On Fri, 18 Nov 2016 15:47:02 +0100
Frederic Weisbecker <fweis...@gmail.com> wrote:

> On Fri, Nov 18, 2016 at 01:08:46PM +0100, Martin Schwidefsky wrote:
> > On Thu, 17 Nov 2016 19:08:07 +0100
> > Frederic Weisbecker <fweis...@gmail.com> wrote:
> > 
> > > I'm sorry for the patchbomb, especially as I usually complain about
> > > these myself but I don't see any way to split this patchset into
> > > standalone pieces, none of which would make any sense... All I can do
> > > is to isolate about 3 cleanup patches.
> > 
> > On first glance the patches look ok-ish, but I am not happy about the
> > direction this takes.
> > 
> > I can understand the wish to consolidate the common code to a single
> > format which is nano-seconds.
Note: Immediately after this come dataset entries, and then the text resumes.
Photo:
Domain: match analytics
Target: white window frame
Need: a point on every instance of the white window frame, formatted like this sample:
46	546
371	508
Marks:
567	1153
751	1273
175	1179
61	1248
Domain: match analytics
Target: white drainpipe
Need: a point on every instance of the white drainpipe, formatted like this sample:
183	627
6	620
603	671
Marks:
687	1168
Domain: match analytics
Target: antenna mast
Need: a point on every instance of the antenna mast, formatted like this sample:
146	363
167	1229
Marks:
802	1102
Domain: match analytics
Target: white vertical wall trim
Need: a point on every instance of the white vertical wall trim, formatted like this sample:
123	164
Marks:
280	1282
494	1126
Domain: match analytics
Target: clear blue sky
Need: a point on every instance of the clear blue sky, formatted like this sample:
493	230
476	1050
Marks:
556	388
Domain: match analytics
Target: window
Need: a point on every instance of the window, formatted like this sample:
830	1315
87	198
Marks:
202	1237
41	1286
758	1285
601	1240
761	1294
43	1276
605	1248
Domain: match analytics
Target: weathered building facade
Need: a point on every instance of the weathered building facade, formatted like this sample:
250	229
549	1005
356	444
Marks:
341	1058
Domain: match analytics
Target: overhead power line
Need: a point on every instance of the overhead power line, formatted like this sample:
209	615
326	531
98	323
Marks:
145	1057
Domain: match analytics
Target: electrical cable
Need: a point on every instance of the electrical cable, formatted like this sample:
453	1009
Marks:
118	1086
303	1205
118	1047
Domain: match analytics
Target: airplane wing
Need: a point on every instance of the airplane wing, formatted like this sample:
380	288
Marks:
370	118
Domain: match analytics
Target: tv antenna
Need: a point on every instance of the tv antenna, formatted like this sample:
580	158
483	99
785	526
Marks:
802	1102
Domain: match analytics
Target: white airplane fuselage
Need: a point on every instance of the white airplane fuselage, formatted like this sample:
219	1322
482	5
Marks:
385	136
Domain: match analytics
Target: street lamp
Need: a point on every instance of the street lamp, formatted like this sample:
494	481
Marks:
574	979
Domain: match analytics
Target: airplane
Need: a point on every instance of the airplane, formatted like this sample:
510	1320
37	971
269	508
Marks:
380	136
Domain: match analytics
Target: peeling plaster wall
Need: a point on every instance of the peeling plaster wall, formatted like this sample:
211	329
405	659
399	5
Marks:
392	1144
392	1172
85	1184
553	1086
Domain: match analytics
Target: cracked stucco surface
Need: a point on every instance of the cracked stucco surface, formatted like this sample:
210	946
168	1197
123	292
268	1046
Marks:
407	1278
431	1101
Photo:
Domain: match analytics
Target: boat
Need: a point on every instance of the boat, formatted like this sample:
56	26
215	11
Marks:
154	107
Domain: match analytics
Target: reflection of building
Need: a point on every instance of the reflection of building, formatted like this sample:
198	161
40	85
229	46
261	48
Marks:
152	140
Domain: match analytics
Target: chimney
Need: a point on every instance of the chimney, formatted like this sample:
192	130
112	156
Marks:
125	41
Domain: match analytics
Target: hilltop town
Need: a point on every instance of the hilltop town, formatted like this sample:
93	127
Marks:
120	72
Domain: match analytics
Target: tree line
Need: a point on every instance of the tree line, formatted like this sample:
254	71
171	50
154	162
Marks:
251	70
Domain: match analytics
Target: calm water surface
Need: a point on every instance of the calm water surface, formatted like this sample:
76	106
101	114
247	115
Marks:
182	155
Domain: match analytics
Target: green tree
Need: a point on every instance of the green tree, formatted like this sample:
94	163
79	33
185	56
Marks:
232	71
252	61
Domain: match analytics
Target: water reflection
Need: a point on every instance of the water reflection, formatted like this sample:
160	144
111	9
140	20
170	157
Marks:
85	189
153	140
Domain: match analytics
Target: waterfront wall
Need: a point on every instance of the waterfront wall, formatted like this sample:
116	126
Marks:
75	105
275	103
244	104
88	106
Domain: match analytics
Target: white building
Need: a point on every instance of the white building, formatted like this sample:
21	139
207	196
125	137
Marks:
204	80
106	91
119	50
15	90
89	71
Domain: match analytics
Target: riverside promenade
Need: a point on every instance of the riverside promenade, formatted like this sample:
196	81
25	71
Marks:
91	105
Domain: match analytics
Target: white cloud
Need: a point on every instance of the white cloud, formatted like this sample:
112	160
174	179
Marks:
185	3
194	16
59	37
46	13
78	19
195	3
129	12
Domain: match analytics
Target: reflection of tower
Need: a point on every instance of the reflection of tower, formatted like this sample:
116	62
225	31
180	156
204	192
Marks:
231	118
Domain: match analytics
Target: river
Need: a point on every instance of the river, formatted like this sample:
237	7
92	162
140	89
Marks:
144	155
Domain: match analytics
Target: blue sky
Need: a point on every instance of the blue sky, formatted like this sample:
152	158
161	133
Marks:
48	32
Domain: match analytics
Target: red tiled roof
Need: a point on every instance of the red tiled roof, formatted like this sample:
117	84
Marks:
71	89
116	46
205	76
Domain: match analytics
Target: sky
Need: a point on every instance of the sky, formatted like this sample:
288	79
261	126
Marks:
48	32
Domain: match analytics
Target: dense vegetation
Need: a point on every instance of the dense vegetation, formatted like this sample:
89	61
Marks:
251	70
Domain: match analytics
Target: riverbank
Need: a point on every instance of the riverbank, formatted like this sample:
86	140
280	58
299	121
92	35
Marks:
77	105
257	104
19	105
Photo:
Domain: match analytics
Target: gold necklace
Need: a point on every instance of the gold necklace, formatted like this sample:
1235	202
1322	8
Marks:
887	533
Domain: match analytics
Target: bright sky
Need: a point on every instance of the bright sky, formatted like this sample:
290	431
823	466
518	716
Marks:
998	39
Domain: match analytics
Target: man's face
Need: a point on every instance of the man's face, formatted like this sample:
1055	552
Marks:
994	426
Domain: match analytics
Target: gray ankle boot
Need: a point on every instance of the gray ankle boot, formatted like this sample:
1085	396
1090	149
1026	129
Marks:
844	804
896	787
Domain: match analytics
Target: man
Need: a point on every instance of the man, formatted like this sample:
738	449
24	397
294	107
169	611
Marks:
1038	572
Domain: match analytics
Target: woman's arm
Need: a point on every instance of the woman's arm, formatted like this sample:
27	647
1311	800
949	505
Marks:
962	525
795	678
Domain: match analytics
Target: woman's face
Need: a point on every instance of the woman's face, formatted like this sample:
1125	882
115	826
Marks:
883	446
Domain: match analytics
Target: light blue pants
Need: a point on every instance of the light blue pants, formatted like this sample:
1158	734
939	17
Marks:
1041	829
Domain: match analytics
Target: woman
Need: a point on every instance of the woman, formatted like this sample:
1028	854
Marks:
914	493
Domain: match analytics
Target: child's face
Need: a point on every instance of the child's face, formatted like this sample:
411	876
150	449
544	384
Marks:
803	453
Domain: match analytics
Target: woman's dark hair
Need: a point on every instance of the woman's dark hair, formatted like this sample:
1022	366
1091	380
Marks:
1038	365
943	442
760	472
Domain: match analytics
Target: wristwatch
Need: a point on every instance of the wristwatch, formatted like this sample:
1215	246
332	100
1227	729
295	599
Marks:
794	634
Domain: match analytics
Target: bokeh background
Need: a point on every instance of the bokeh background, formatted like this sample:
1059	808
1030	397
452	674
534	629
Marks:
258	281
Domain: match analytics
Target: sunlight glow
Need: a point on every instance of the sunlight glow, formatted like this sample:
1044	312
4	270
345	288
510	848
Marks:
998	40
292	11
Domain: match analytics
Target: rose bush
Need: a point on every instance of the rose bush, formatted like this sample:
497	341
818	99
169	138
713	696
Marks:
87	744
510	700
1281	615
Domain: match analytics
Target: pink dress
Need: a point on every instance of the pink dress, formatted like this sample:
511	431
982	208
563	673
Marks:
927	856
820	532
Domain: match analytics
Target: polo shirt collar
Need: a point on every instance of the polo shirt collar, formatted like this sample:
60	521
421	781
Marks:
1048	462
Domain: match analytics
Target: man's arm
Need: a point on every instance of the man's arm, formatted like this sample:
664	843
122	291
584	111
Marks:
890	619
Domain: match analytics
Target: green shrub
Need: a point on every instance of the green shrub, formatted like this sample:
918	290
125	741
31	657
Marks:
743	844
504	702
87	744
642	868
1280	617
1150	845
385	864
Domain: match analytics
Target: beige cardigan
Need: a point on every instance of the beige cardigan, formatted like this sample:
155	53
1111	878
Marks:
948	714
It will have repercussions though.
> > 
> > First the obvious problem, it does not compile for s390:
> > 
> > arch/s390/kernel/vtime.c: In function 'do_account_vtime':
> > arch/s390/kernel/vtime.c:140:25: error: implicit declaration of function
> >     'cputime_to_nsecs' [-Werror=implicit-function-declaration]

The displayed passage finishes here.